La sécheresse tue le bétail en Afrique du Sud

, par  DMigneau , popularité : 32%

La sécheresse tue le bétail en Afrique du Sud

L’Afrique du Sud n’a plus connu une telle sécheresse depuis 1982

Photo : AP

Plus de 50.000 vaches sont mortes ces dernières semaines dans un pays victime du phénomène climatique « El Nino » tandis que les prochaines pluies ne sont pas attendues avant le mois de mars 2016, selon certains spécialistes de la météo.

Alors que l’on s’interroge sur les conséquences du phénomène climatique « El Nino » qui provoque des inondations dévastatrices dans certaines régions du monde et des sécheresses tout aussi catastrophiques dans d’autres, l’agriculture d’Afrique du Sud est déjà très impactée par la sécheresse .

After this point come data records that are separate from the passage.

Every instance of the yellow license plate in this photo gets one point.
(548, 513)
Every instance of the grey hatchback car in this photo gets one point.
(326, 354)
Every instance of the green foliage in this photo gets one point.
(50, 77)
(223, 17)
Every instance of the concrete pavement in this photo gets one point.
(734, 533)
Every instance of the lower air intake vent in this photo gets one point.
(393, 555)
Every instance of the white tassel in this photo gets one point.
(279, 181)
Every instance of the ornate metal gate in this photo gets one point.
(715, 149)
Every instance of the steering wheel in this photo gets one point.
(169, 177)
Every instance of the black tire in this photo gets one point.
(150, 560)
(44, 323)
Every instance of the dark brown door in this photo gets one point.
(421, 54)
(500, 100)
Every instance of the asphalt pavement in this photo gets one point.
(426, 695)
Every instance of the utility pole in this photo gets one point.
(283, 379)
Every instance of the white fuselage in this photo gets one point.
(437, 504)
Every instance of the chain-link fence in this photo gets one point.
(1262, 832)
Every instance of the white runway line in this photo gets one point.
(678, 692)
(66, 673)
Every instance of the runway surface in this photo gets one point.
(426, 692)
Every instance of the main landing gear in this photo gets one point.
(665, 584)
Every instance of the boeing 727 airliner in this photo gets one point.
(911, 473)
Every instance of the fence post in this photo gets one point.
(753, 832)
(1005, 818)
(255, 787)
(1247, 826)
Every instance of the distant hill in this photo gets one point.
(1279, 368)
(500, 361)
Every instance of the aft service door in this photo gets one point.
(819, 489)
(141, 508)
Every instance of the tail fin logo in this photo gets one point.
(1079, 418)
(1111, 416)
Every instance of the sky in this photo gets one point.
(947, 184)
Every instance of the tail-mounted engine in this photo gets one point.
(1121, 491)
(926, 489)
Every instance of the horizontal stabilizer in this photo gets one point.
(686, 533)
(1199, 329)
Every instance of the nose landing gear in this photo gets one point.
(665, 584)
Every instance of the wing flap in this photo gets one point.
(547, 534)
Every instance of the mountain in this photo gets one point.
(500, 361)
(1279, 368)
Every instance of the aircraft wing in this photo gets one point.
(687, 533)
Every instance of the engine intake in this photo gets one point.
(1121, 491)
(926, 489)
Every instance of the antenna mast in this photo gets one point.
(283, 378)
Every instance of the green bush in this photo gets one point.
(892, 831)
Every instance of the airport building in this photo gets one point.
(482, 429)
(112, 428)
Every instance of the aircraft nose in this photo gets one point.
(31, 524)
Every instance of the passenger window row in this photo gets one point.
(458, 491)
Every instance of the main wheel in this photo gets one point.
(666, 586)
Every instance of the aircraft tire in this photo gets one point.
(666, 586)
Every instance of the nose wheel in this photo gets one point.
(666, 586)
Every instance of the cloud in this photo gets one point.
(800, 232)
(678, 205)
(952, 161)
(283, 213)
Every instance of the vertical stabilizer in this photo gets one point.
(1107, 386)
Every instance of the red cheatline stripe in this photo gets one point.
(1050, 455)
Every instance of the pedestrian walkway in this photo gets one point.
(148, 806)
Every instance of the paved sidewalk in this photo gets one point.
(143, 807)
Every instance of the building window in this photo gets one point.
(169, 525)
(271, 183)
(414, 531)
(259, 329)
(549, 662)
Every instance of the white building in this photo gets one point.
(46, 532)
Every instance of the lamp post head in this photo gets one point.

Près de la frontière avec le Boswana, le lac artificiel de Molatedi , le plus grand de cette province qui compte 3,7 millions d’habitants est vide à 95 %. La terre est craquelée et il n’y a plus de nourriture pour le bétail. Selon des associations d’éleveurs plus de 50.000 vaches sont mortes dans plusieurs régions du pays, notamment au Kwazulu-Natal.

Plus au sud, dans la province du Nord-Ouest, les producteurs de grains, notamment de maïs, sont aussi victimes de la sécheresse au point que cette région pourrait bientôt devoir importer cette céréale alors qu’il est traditionnellement exportatrice.

Cinq des neuf régions sud africaines sont déjà déclarées en situation de catastrophe naturelle. Selon certains experts météo, les pluies tant attendues, pourraient ne pas tomber avant le mois de mars prochain.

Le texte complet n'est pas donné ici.